Results: There were consistent and significant associations of all childhood measures including PWC170 (β: 0.48 cm2 per 100 mW, 95% CI: 0.22, 0.73), hand muscle strength (β: 1.49 cm2 per 100g, 95% CI: 0.79, 2.19), leg muscle strength (β: 0.29 cm2 per 100g, 95% CI: 0.09, 0.50), short-run (β: -0.71 cm2 per second, 95% CI: -1.21, -0.21) and sit-ups (β: 0.28 cm2 per count/10, 95% CI: 0.13, 0.43) with adult tibial bone area in multivariable linear regression, after adjustment for sex, childhood age, duration of follow-up and childhood and adulthood measures (body mass index and knee injury). In addition, these associations were independent of the corresponding adulthood fitness measures and tibial cartilage volume.

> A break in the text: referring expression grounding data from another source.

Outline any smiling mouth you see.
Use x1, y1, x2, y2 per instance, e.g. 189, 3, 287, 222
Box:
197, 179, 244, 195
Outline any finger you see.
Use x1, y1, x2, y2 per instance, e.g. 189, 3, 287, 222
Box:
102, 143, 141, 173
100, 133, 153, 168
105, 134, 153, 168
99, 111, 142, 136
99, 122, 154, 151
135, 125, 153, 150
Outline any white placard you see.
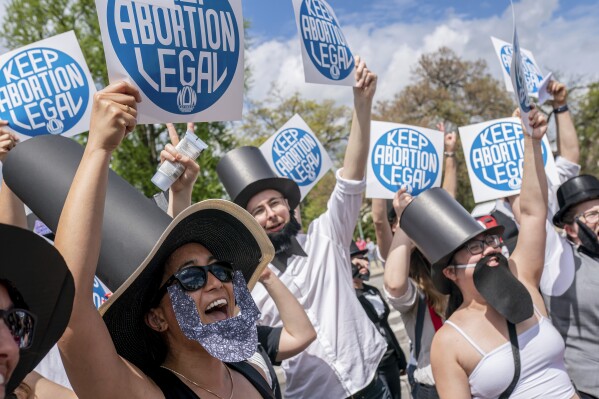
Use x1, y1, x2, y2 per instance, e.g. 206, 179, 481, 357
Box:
292, 0, 355, 86
366, 121, 444, 199
0, 31, 96, 140
510, 27, 533, 134
459, 117, 559, 203
491, 36, 545, 99
260, 114, 333, 200
96, 0, 245, 123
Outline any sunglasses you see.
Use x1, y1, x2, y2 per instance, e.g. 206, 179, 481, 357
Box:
0, 308, 36, 349
152, 262, 235, 306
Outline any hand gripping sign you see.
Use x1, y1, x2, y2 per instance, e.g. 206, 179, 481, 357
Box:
260, 114, 333, 200
0, 31, 96, 140
458, 117, 559, 203
96, 0, 244, 123
292, 0, 355, 86
366, 121, 444, 199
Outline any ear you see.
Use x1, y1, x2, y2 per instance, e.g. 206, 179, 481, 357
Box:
145, 307, 168, 333
563, 223, 579, 242
442, 266, 457, 282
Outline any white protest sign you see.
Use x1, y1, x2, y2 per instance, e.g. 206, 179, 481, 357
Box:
537, 72, 554, 105
459, 117, 559, 203
510, 26, 533, 134
260, 114, 333, 200
292, 0, 355, 86
366, 121, 444, 199
0, 31, 96, 140
96, 0, 244, 123
491, 36, 545, 99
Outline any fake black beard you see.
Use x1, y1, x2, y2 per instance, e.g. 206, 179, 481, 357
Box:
473, 253, 534, 324
576, 219, 599, 257
351, 264, 371, 281
268, 214, 301, 254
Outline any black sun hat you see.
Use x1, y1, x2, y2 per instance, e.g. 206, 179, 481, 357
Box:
99, 199, 274, 373
553, 175, 599, 227
0, 224, 74, 394
217, 146, 301, 210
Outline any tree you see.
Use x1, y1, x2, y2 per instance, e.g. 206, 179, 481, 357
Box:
375, 47, 515, 210
574, 82, 599, 177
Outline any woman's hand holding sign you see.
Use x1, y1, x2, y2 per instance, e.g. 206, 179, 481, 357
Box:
392, 186, 414, 223
0, 120, 18, 162
514, 105, 547, 140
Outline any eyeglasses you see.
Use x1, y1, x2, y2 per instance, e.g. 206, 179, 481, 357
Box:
577, 210, 599, 225
0, 308, 36, 349
461, 235, 501, 256
152, 262, 234, 306
251, 197, 287, 223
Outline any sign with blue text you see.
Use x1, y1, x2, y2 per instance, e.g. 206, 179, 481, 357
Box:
366, 121, 444, 199
292, 0, 355, 86
96, 0, 244, 123
0, 31, 96, 140
260, 114, 332, 200
459, 117, 558, 203
491, 36, 544, 99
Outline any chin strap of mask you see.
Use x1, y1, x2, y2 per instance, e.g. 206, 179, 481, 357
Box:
576, 219, 599, 257
499, 321, 521, 398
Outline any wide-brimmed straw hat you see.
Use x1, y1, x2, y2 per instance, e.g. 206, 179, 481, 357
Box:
0, 224, 74, 394
99, 200, 274, 373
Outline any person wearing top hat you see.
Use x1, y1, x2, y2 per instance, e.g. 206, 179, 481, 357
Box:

Similarly, there was a significant positive association between childhood PWC170 and adult medial tibial cartilage volume (β: 0.1 mm3 per 100 mW, 95% CI: 0.03, 0.17) after adjustment for covariates including adult PWC170. The magnitude of the association decreased by 33% but remained significant after further adjustment for tibial bone area. Other childhood measures such as hand muscle strength (β: 0.21 mm3 per 100g, 95% CI: 0.04, 0.37) and sit-ups (β: 0.04 mm3 per count/10, 95% CI: 0.01, 0.08) were significantly associated with medial tibial cartilage volume, but these became non-significant after further adjustment for medial tibial bone area.

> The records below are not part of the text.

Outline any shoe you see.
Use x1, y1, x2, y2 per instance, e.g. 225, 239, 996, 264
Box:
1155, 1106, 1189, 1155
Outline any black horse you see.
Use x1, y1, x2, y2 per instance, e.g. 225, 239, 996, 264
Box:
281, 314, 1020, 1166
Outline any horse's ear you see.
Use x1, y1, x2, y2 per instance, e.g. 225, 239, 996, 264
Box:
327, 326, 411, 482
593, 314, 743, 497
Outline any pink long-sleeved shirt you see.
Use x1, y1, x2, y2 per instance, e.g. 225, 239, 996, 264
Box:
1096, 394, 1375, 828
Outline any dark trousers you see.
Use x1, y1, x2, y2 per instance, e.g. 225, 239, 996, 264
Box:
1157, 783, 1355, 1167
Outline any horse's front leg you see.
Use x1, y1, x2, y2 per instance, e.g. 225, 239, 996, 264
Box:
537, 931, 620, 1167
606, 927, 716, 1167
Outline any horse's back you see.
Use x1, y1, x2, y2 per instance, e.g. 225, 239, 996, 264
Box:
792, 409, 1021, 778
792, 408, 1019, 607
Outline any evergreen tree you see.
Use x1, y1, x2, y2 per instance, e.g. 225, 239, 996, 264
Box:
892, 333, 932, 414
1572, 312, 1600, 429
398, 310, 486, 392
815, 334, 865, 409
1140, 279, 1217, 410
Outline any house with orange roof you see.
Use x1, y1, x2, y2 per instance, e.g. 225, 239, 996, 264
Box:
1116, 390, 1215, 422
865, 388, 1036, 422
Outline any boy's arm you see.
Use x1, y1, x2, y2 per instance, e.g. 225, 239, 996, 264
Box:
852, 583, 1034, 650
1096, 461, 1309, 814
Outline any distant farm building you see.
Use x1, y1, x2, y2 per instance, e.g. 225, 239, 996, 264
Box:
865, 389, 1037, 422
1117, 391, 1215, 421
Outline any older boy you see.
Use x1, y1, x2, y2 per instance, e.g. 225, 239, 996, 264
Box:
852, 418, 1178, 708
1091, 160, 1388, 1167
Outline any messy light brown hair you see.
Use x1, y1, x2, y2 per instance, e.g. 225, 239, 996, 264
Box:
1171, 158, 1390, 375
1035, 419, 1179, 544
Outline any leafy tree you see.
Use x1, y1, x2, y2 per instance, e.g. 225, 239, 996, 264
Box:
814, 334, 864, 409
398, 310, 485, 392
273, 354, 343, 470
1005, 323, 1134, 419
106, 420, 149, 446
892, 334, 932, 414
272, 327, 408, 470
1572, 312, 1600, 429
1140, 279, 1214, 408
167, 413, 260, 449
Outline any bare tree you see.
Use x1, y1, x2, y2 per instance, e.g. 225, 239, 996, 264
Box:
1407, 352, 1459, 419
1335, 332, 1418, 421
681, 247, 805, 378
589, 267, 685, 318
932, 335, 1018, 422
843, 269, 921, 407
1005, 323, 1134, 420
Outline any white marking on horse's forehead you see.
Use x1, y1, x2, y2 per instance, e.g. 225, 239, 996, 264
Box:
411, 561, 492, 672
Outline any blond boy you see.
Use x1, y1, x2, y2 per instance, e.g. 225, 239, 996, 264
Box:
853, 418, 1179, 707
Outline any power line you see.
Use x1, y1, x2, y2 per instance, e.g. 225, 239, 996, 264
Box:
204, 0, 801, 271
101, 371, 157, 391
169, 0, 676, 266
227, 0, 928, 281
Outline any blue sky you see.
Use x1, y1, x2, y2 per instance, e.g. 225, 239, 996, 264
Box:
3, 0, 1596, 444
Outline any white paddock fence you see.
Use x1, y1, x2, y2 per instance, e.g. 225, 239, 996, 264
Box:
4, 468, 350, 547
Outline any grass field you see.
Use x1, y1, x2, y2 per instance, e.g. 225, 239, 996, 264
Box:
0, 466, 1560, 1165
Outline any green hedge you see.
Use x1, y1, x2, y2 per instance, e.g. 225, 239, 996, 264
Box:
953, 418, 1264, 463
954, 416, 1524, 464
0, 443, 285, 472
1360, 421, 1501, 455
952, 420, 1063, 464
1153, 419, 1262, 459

Conclusion: A number of childhood physical performance measures are significantly associated with knee bone area and cartilage volume in adulthood. The associations with cartilage volume appear to be mediated by tibial bone area. This suggests physical activity in childhood can independently influence adult knee joint health possibly through adaptive mechanisms during growth.
Disclosure: B. S. Eathakkattu Antony, None; G. Jones, None; A. Venn, None; L. Blizzard, None; F. Cicuttini, None; L. March, None; T. Dwyer, None; C. Ding, None.